Clinical Relevance – Urinary Incontinence
Urinary incontinence is the inability to maintain a storage phase of micturition. Incontinence can arise from multiple different pathological processes, or can simply be caused by normal events, such as pregnancy or holding urine for too long. Different causes of urinary incontinence include:
- Stress incontinence – urine leakage when pressure is exerted on the bladder. This is common in pregnancy and can sometimes happen when laughing or sneezing, due to increased intra-abdominal pressure
- Urge incontinence – urine leakage as soon as the urge to urinate arises. This is seen in urinary tract infections (UTIs) and can also be caused by medications, alcohol or caffeine.
- Overflow incontinence – urine leakage due to the bladder being overfilled. Causes of this include bladder stones and chronic urinary retention.
- Neurological incontinence – urine leakage caused by nerve lesions or neurological conditions, such as multiple sclerosis or spinal cord compression
Here we will focus on neurological causes of incontinence, such as lesions to the spinal cord and cerebral centres.
Spinal Cord Lesion Above T12 (Reflex Bladder)
In an upper motor neuron lesion, sympathetic input to the bladder is lost, leading to an inability for the detrusor muscle to relax, or the IUS to contract.
Afferent signals via the sensory pelvic nerve are also unable to reach the brain, so the EUS remains constantly relaxed. The result is decreased bladder capacity and detrusor overactivity. The parasympathetic system initiates detrusor wall contraction in response to bladder wall stretch, resulting in the bladder automatically emptying as it fills. This is known as a reflex bladder.
The causes of such spinal cord injuries include trauma and multiple sclerosis.
Pontine Continence Centre (PCC) Lesions
Lesions in the pons can lead to a complete loss of voiding control and the inability to store urine. In damage to the PCC, sympathetic input to the bladder is lost. This results in the same symptoms as a reflex bladder, although the damage is in a different location.

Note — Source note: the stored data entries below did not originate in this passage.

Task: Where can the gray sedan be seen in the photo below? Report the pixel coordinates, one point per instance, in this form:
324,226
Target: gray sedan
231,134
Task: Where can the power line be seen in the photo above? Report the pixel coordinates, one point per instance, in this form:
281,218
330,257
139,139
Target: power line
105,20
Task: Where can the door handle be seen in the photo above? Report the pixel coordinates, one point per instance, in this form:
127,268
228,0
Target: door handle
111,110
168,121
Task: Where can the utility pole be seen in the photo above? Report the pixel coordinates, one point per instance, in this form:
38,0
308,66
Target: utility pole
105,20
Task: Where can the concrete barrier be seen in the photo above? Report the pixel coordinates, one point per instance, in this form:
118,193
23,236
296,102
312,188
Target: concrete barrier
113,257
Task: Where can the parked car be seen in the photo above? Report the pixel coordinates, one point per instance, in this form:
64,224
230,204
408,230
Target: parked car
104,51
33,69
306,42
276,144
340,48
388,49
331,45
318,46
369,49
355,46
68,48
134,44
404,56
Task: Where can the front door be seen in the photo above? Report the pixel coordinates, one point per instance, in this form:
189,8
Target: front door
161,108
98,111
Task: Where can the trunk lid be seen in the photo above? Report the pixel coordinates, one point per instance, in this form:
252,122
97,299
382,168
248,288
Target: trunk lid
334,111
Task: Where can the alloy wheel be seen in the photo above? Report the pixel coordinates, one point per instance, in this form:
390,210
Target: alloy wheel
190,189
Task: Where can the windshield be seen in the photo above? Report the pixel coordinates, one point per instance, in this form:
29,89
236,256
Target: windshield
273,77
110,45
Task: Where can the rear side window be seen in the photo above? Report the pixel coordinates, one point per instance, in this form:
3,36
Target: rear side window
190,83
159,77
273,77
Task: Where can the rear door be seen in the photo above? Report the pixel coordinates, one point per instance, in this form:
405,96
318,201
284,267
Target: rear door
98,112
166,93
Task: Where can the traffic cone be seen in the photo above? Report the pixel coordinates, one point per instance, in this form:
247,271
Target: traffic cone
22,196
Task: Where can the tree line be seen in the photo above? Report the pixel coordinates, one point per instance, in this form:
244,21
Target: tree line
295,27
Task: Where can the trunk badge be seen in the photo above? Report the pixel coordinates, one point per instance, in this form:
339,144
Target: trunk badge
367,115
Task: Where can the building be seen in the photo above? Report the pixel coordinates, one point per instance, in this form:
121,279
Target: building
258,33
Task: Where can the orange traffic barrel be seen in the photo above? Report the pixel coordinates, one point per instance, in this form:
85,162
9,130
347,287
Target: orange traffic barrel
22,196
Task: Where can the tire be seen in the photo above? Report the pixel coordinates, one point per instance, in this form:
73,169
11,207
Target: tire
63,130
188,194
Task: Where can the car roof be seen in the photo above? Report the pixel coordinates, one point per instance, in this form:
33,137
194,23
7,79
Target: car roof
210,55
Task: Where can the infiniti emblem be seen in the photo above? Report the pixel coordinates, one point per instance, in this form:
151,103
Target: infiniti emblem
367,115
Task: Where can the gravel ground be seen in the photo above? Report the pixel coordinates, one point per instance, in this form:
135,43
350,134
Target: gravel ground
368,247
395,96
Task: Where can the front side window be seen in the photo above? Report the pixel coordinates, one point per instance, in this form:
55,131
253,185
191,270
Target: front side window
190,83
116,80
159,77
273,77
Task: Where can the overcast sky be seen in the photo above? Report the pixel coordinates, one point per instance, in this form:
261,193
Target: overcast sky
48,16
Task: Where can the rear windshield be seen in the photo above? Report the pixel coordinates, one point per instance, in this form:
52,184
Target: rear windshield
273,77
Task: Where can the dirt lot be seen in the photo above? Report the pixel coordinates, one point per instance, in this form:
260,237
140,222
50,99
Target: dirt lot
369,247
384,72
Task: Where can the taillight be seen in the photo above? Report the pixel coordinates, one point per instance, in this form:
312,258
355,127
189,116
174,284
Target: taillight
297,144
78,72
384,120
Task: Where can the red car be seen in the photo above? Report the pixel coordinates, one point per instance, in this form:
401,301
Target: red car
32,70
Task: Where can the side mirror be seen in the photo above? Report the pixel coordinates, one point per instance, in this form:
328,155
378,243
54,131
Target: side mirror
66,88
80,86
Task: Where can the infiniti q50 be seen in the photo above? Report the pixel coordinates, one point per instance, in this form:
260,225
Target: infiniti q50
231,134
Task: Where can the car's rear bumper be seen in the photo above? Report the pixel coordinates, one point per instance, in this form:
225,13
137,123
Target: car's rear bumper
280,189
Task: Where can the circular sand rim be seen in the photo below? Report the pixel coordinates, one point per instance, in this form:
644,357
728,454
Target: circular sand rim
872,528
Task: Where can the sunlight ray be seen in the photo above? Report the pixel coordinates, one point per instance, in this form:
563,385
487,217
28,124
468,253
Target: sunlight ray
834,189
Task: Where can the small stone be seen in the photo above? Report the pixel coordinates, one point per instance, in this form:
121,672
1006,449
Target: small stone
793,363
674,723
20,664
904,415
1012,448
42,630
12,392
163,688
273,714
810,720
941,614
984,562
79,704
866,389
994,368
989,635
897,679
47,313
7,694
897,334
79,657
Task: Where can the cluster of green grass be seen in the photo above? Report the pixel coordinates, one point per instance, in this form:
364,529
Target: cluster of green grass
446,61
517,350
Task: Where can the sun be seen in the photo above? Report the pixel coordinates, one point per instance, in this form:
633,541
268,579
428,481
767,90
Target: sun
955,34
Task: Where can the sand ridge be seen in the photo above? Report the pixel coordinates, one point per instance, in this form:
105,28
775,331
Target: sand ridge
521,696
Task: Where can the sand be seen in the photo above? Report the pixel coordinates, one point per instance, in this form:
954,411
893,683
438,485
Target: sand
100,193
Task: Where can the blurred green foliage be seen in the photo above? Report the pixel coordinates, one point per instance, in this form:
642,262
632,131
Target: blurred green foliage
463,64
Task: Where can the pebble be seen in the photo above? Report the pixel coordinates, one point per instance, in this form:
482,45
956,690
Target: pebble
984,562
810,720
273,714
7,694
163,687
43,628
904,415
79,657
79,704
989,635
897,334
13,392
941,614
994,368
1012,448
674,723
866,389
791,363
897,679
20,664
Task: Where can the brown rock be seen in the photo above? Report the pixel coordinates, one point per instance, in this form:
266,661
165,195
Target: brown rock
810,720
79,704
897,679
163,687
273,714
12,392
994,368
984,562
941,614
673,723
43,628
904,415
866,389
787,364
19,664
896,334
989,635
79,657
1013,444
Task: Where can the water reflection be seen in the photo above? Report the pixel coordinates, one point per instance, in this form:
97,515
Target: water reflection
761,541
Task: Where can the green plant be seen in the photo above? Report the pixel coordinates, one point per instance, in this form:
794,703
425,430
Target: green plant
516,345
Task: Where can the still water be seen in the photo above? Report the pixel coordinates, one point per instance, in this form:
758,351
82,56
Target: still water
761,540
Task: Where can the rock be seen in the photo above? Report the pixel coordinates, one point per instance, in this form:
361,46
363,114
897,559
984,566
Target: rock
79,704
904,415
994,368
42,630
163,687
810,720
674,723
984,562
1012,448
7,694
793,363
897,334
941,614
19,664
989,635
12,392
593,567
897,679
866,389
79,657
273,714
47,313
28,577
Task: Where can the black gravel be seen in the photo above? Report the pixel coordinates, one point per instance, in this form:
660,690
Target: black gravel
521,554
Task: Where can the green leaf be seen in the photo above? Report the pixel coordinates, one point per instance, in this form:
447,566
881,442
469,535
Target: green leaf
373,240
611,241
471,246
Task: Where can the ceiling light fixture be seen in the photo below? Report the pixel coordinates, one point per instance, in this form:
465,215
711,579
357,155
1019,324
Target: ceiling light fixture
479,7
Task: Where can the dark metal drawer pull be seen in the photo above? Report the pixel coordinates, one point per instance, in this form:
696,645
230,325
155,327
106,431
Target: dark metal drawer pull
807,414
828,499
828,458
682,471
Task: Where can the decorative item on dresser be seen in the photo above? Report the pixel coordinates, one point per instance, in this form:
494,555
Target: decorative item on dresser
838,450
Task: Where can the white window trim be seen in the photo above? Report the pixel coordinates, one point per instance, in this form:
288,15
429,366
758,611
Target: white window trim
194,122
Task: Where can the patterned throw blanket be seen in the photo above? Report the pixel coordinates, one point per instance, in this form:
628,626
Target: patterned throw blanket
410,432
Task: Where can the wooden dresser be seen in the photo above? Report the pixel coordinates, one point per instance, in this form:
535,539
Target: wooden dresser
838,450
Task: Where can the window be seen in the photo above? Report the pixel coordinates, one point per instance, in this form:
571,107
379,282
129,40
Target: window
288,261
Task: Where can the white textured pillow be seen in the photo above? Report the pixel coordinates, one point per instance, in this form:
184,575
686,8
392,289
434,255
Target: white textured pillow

Typical causes of such brain lesions are strokes, brain tumours and Parkinson’s disease.
Treatment of Incontinence
The treatment of incontinence secondary to neurological insults is challenging. Pharmacological therapies which can be trialled include:
- Anticholinergics (e.g. Oxybutynin, Tolterodine) – these reduce parasympathetic input to the bladder. However, anticholinergics can cause side effects such as a dry mouth or constipation, therefore are not used frequently. Oxybutynin in particular should be avoided in frail patients, due to an increased risk of falls.
- β3-adrenoceptor agonists (e.g. Mirabegron) – these drugs bind to β3-receptors on the detrusor muscle to cause relaxation. By doing so, these drugs increase the bladder’s capacity to store urine. β3-receptors are particularly useful for treating urge urinary incontinence.
Other possible therapies include the injection of botulinum toxin A, sacral nerve stimulation, and surgical procedures such as augmentation enterocystoplasty or urinary diversion.